The Thirteenth Amendment to the United States Constitution is commonly believed to have abolished slavery with its ratification on 18 December 1865.
It did not.
Slavery and involuntary servitude remain constitutional to this day “as a punishment for crime whereof the party shall have been duly convicted(.)” That exception, according to the documentary “13th” (winner of seventeen film awards and nominated for this year’s Oscar), has been used by government for the past one hundred fifty-two years to keep slavery alive for a wildly disproportionate number of black Americans.
False arrest and imprisonment was a common tool used by law enforcement to reinvest black men in the slave economy of the Reconstruction South, according to the documentarians.
We reconstructed slaves as criminal laborers.
The film depicts that reconstruction as more alive today than ever. Today the United States has five percent of the world’s population, yet the Land of the Free locks up twenty-five percent of the world’s prisoners.
Forty percent of those prisoners are black. Race-weighted punishment thrives.
Of every three American black boys born today, one can count on spending part of his life in prison.
Want to pay for that Mexican border wall? Incarcerate black men at only four times the rate we jail white folks, rather than the nearly six times we do now. We’ll put $15 billion in prison costs savings toward the most beautiful barrier President Trump can build, still get to put the beat-down on plenty of black folks, and the Mexicans can feel real good for not paying a cent for that fucking wall.
We used to brand slaves with a hot iron. Today we brand them with a felony conviction. Thirty percent of the black male population of Alabama has permanently lost the ability to vote. Those folks didn’t vote for Hillary Clinton, for Donald Trump, for Jill Stein. They didn’t vote for anybody, and never will.
How did we let this happen?
Toward the end of the film, the public interest lawyer Bryan Stevenson says:
“People say all the time, ‘well I don’t understand how people could have tolerated slavery. How could they have made peace with that?
“‘How could people have gone to a lynching, and participated in that? How did people make sense of this segregation, this white and colored only drinking? That’s so crazy.
“‘If I was living at that time, I would have never tolerated anything like that.’

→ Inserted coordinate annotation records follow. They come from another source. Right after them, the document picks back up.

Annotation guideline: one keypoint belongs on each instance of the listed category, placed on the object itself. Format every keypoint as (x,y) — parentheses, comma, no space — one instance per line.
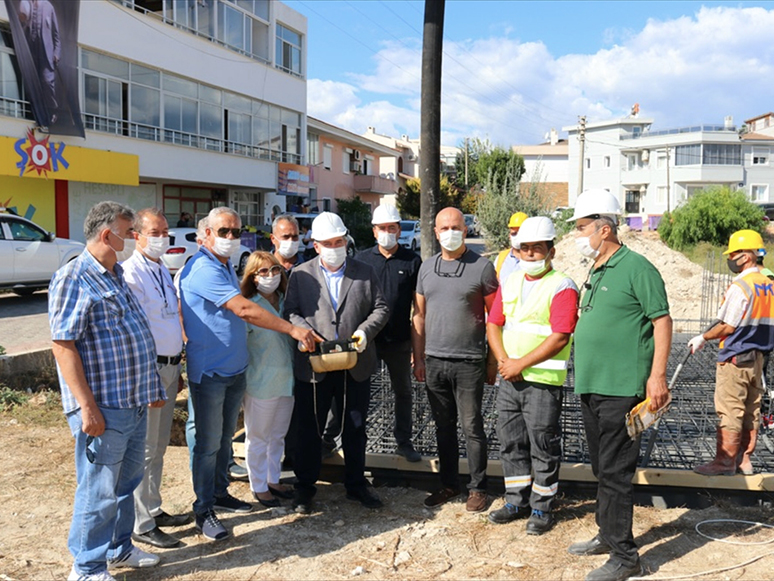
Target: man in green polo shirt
(622,344)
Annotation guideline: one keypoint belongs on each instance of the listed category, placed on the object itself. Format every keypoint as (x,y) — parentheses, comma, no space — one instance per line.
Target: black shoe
(171,520)
(595,546)
(506,513)
(539,522)
(157,538)
(615,570)
(408,452)
(365,497)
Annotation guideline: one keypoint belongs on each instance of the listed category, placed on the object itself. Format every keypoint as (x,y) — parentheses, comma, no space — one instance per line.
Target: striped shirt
(96,309)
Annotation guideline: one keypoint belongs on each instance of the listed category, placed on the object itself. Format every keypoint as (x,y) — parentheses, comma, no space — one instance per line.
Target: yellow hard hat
(744,240)
(517,220)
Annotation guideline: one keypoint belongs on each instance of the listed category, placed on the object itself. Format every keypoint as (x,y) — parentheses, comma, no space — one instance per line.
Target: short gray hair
(104,215)
(284,218)
(139,219)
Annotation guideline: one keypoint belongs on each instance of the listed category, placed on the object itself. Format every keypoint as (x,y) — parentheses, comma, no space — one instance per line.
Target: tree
(711,215)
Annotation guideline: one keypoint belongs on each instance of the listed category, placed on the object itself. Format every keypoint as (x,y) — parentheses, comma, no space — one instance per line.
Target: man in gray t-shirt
(455,289)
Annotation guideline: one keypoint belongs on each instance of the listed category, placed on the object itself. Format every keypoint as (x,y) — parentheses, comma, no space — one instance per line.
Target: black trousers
(312,404)
(614,461)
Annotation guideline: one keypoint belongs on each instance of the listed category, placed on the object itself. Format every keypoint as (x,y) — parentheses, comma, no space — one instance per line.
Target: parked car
(306,220)
(474,228)
(182,246)
(29,256)
(410,235)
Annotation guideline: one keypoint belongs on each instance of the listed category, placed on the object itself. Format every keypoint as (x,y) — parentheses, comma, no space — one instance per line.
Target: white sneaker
(135,558)
(101,576)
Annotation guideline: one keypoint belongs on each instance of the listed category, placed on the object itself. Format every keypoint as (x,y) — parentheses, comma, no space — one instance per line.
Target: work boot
(746,448)
(727,448)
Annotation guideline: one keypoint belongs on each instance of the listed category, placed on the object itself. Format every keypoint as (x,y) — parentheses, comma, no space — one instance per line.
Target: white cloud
(689,70)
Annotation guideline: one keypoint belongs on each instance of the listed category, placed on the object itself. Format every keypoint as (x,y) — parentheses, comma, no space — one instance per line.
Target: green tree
(356,216)
(711,215)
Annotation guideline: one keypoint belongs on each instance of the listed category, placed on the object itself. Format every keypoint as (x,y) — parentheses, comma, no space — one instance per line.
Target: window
(759,192)
(288,56)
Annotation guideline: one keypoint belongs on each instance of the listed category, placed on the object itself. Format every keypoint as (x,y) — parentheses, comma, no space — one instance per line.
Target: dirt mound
(683,278)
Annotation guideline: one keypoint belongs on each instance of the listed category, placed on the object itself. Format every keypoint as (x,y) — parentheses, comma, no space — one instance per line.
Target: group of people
(119,332)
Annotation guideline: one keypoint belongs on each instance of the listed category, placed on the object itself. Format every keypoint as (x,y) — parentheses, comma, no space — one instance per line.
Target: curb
(23,362)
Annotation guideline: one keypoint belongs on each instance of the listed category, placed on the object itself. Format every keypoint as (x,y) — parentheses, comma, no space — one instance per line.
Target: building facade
(187,105)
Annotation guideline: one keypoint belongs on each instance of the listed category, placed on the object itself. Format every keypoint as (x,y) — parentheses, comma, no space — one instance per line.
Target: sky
(513,70)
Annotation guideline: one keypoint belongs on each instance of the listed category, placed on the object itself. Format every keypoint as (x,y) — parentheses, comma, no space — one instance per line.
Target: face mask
(288,248)
(451,240)
(533,268)
(267,284)
(734,266)
(157,245)
(386,239)
(333,257)
(225,247)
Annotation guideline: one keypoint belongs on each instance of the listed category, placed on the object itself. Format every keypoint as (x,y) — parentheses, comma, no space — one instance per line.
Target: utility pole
(582,138)
(430,138)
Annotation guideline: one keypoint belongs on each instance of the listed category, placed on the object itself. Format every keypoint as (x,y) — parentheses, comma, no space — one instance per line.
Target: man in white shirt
(152,284)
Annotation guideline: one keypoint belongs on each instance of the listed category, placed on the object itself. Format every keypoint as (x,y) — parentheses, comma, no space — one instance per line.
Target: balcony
(375,185)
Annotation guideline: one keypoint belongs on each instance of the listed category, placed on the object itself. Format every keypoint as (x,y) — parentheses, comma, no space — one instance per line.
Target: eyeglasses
(223,232)
(273,271)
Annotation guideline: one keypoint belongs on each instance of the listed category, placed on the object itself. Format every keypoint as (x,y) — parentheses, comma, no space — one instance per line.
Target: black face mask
(734,266)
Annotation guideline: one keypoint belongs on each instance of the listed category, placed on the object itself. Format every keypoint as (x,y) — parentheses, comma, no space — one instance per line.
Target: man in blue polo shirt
(214,316)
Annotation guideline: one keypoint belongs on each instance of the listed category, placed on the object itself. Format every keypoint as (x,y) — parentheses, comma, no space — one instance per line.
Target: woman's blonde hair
(257,260)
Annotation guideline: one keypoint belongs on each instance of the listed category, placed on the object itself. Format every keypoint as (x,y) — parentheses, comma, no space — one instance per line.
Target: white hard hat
(536,229)
(385,214)
(596,202)
(328,225)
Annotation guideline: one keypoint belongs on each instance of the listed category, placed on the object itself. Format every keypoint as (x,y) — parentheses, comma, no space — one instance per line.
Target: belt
(171,360)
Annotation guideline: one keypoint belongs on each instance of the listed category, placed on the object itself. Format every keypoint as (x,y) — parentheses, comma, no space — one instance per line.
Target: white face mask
(225,247)
(533,268)
(288,248)
(156,247)
(585,248)
(333,257)
(450,240)
(267,284)
(386,239)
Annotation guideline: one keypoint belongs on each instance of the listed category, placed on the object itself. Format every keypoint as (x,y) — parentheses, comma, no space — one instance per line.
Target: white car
(182,246)
(29,256)
(410,235)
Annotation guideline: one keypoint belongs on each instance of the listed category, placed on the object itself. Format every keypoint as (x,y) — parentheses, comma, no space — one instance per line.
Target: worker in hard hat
(396,268)
(338,298)
(746,333)
(508,259)
(622,343)
(530,331)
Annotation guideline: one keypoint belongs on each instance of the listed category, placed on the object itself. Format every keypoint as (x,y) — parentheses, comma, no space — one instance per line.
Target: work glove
(696,343)
(360,339)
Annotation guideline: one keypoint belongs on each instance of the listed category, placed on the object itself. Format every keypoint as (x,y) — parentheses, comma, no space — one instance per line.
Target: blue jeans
(530,442)
(106,474)
(456,386)
(613,460)
(215,401)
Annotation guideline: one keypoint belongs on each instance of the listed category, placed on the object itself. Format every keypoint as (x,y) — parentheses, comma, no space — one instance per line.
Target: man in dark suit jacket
(338,299)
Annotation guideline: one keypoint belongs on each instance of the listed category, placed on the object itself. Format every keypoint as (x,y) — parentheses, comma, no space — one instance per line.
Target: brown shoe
(442,496)
(477,501)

“And the truth is, we are living at this time, and we are tolerating it.”
James A Bordonaro
31 January 2017 @ 12:39 pm
A very powerful indictment of our criminal justice system Mr. Marin! My specialty is criminal law. I am in the poorest county of Kansas (per capita) and mainly take appointments from the courts for a reduced fee. Be it municipal or district court, my caseload is very disproportionately Black and, to a lesser extent, Hispanic, than the racial demographics of my county. I would quibble with the film’s assertion that most of the Black defendant’s I have represented are victims of false arrest. However, that may surely be the situation elsewhere and undoubtedly there are countless examples of persons of color who have had their convictions overturned. I view the problem as more systemic. There is essentially a law enforcement/court/prison industrial complex that requires the input of detainees to function but it is not that the majority of persons detained are innocent but rather than the current focus on drugs and policing of poor neighborhoods provide far easier fodder for the machinery. So too is the problem compounded by the system of over reliance on bail to work injustice on the poor. And these are but two examples of disparity in treatment before a person every gets in front of jury of their supposed peers, which I have observed in countless voir dires of panels of prospective jurors to also be unrepresentative of the larger community (likely due in significant part to prior felony conviction).